We wish that we might reproduce here the entire introduction to this publication written by Mrs. Cook and her associates. It begins: "Nowhere is one struck more tangibly by a sense of one's own mortality than when standing alone in a quiet cemetery." The final paragraph reads: "As individuals we have ties of blood and/or affinity with these past generations of Provincetown. When they were laid to rest in these cemeteries it was certainly with a. hope of lasting remembrance, a hope that today seems to be threatened by the passage of time. By preserving these cemetery inscriptions we are trying to extend that remembrance into the future."
The inscriptions of Provincetown's oldest cemetery (called Cemetery Number One) were published many years ago. Therefore, the Cooks and the MacIntyres devoted their attention to the next three oldest cemeteries, known as Number Two, Gifford, and Hamilton. There are over 4,000 burials in these three cemeteries. According to the introduction: "Each cemetery's contents are recorded separately by lot numbers; each cemetery is indexed by names, death dates and lot numbers. Maps of the three cemeteries are included in this book."
As noted earlier, this book is scheduled for publication early in 1980. Persons interested in learning more about it should feel free to write to Lurana H. Cook, P.O. Box 54, Cooper Road, Truro, Mass. (02666)
Whole Number 114
Myra D. Manley of Moore, Oklahoma, has transcribed and published a journal kept by her great-great-grandfather, James Andrew Sparks, from July 1886 to December 1892. James Andrew Sparks was a son of David Wallace and Nancy (Marks) Sparks who were married in Clarke County, Ohio, on May 21, 1836. He was a grandson of Andrew Sinnickson and Jane (Templeton) Sparks who were originally from New Jersey. Andrew S. Sparks and his brother, Simon Sparks, were in Greene County, Ohio, as early as 1813. (See the Quarterly of June 1963, Vol. XI, No. 2, Whole No. 142, pp. 738-141, for a record of their service in the War of 1812.)
Earlier, in the Quarterly of December 1980, Vol. XXVIII, No. 14, Whole No. 112, page 2261, we announced Mrs. Manley's publication of the diary of Mary Melissa (Sparks) Clarke, daughter of James Andrew Sparks and his wife, Nancy (Heaton) Sparks. (James Andrew Sparks and Nancy Heaton were married in Greene County, Indiana, on June 21, 1855; they had six children: Mary, Joseph Henry, David Ellsworth, Margaret, Edward Langston, and Claude Lovell.)

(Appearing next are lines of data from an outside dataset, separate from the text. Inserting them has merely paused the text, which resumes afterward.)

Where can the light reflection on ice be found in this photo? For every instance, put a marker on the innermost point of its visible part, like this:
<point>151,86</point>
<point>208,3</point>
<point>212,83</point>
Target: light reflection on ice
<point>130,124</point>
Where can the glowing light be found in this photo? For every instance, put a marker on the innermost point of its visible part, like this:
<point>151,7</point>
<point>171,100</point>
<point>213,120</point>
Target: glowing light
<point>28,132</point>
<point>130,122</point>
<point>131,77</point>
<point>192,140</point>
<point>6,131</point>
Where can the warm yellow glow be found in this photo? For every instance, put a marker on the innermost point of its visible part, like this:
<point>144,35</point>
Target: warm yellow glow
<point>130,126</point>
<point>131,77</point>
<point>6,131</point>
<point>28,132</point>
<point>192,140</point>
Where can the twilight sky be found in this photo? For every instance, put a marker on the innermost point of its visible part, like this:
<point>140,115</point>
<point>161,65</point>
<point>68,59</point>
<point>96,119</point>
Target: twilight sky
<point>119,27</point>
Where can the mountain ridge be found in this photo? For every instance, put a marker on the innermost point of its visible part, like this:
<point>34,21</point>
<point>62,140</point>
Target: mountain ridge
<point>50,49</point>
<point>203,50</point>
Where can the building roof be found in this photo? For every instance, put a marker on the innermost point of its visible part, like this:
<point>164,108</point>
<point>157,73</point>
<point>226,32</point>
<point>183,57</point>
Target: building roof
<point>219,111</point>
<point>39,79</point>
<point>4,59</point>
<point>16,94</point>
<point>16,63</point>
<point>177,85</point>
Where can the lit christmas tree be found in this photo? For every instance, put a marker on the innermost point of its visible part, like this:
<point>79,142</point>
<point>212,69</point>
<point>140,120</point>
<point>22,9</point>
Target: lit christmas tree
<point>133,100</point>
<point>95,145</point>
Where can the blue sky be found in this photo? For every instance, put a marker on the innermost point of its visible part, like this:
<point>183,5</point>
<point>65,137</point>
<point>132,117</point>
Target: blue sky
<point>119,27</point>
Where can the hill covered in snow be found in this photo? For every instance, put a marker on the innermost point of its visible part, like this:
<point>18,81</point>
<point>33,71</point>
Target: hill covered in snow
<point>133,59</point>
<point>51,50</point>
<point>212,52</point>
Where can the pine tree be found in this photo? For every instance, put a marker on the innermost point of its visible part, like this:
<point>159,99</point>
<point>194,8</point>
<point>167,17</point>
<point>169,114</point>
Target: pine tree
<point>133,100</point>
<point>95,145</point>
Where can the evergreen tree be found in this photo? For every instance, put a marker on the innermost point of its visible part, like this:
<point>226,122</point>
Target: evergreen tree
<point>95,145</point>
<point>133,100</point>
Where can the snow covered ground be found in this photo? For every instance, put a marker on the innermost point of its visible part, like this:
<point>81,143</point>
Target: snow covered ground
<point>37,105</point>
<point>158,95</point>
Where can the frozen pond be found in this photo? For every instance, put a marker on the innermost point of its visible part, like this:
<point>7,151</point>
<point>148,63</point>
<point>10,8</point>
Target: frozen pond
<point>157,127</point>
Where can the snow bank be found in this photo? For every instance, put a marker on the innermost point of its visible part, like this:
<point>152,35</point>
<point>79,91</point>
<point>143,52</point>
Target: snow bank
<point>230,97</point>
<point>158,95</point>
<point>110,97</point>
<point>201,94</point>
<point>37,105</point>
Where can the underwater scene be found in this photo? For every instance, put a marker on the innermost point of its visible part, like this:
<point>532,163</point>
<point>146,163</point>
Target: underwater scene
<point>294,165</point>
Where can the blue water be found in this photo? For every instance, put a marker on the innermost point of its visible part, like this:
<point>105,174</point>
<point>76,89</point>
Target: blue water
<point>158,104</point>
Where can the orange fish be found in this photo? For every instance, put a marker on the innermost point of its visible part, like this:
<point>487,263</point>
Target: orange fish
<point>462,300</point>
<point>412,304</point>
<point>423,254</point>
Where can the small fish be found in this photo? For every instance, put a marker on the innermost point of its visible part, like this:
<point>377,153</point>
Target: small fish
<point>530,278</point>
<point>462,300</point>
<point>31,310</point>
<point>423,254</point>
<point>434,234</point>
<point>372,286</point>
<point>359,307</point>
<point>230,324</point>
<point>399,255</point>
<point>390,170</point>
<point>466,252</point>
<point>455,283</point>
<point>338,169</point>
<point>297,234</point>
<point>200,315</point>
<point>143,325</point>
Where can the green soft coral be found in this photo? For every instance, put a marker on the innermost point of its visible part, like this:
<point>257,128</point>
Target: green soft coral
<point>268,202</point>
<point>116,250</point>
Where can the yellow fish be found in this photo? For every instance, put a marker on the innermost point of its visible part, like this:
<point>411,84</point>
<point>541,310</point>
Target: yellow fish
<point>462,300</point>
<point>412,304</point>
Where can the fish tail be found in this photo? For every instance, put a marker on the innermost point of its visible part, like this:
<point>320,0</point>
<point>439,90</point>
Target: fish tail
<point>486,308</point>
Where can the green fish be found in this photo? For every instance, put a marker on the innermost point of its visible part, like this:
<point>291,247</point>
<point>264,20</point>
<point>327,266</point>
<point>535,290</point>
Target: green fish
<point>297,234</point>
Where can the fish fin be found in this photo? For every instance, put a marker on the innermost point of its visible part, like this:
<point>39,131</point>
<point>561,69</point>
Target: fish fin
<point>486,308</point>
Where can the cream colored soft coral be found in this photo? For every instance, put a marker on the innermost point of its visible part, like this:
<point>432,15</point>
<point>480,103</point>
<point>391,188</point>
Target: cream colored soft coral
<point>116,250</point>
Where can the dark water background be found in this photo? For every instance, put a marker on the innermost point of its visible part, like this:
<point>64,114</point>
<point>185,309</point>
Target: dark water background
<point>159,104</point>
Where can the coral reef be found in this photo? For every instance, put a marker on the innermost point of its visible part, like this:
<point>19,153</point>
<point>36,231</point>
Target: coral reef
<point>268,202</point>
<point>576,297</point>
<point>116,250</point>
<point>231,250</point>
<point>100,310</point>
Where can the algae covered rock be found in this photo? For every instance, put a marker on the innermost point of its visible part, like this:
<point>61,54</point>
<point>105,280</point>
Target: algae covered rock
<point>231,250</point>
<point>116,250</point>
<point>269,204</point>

The diary of Mary Melissa (Sparks) Clarke was written (with some gaps) between 1879 and 1898, during which period the family moved from Iowa to Kansas and from Kansas to Oklahoma. The diary of James Andrew Sparks was kept while the family was living in Kansas and fills 72 printed pages. Also included in this publication are the minutes of the Leesburgh Farmers Alliance No. 278 from 1889 to 1891 (50 pages), an organization with which the Sparks family was very much involved. Mrs. Manley has provided a name index to these minutes as well as to the journal. She has also included a transcription of the 1880 census of York Township, Stafford County, Kansas, to help in the identification of individuals mentioned in the journal.

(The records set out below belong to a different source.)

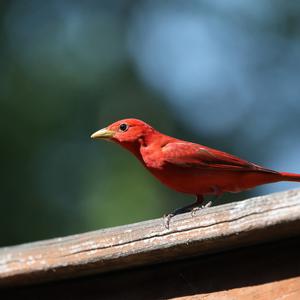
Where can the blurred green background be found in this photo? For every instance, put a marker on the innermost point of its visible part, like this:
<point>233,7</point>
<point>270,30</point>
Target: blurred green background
<point>222,73</point>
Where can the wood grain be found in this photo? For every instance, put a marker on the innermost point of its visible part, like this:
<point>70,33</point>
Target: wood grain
<point>212,230</point>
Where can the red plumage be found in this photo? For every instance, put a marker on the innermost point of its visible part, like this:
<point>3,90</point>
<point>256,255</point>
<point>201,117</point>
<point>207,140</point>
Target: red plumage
<point>188,167</point>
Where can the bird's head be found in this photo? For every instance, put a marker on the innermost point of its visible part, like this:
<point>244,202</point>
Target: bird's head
<point>124,132</point>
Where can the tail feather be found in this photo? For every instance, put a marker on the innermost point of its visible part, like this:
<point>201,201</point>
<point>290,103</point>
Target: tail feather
<point>290,176</point>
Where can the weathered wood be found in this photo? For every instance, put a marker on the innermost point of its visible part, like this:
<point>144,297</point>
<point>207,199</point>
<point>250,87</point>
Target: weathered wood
<point>212,230</point>
<point>268,271</point>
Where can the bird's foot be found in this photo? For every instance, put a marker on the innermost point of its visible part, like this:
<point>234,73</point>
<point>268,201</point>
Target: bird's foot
<point>195,209</point>
<point>208,204</point>
<point>167,218</point>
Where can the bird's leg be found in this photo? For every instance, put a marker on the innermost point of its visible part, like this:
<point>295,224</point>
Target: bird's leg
<point>191,207</point>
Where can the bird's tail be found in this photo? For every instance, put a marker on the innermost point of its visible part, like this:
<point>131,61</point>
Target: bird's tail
<point>290,176</point>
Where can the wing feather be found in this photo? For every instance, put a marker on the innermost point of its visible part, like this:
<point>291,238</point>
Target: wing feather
<point>187,154</point>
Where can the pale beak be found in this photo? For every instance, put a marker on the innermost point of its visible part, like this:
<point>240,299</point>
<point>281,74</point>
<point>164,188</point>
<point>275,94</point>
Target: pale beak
<point>103,134</point>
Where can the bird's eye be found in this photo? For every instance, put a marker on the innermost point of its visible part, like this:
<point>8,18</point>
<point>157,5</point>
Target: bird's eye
<point>123,127</point>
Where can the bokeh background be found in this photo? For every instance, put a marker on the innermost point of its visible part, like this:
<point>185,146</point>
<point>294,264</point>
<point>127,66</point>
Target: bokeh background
<point>224,73</point>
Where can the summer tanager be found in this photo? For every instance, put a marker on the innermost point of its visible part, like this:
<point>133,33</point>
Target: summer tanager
<point>188,167</point>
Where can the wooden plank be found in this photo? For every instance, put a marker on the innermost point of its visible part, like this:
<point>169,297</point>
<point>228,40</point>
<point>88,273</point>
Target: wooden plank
<point>267,271</point>
<point>212,230</point>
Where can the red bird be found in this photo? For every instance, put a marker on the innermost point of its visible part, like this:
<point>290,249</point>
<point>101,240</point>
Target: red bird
<point>188,167</point>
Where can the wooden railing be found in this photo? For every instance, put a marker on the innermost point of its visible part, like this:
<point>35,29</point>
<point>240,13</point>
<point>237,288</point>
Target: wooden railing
<point>212,230</point>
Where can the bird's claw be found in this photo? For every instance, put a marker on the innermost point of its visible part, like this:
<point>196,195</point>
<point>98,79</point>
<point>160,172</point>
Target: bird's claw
<point>167,218</point>
<point>208,204</point>
<point>195,209</point>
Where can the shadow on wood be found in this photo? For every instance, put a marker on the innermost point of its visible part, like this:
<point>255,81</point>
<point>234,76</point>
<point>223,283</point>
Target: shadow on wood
<point>263,272</point>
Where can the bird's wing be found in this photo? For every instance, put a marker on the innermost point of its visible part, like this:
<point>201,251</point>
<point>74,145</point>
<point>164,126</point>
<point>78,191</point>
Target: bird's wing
<point>187,154</point>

This publication, like the one cited earlier, is available from Mrs. Manley for $15.00. Copies may be obtained by writing to her at P.O. Box 6812, Moore, Oklahoma. (73153).
Whole Number 120
(Published by Beatrice Bayley, Inc.)
A Critical Review, by Russell E. Bidlack
Last spring thousands of persons named Sparks, including members of our Association, received a postal card dated April 21, 1982, bearing the printed signature of one "Beatrice Bayley" of Sterling, Pennsylvania. The card announced that The Sparks Family Heritage Book would be published on May 19. It would be limited to only one edition, and, therefore, if the recipient of the postal card wanted a copy, he or she would have to order immediately. "It is limited to one book per household," the advertisement read, "and it will be printed only on your specific order. Requests for this single printing must be placed before May 19. Orders posted after this date must be declined."
The postal card stated that the book would be "a guide to the discovery and documentation of your personal and family heritage." It is interesting to note that the wording did not actually state that the book would contain genealogical materials on the Sparks family, although the announced title would certainly suggest this. Bayley went on to state that she had spent thousands of dollars and months of work to research through 70 million families and I have located almost every SPARKS FAMILY in these United States." "The SPARKS name is very rare," Bayley continued, "and my research has shown there is only about one SPARKS family for every quarter million Americans."
On the reverse side of the card, Bayley claimed: "Since my retirement from school teaching, I have researched the locations of my own and other families across these United States. I think that you will be pleased with my work. If you're not, I guarantee you a full refund within ten days." She also described her book as "hard leather texture bound," "stamped and embossed in gold," and "serially numbered and registered to owner." Among its features, again quoting the postal card, under the heading "YOUR UNIQUE & DISTINCTIVE BOOK CONTAINS" appeared the following: "A special directory of almost every family with your name," "The history of our origins in the U.S.," "The development of family crests," "The origin of family names," and "Areas to add descriptions of new family members and existing family trees." In small type at the bottom of one side of the portion of the postal card to be returned with one's check appeared the price - - $29.85.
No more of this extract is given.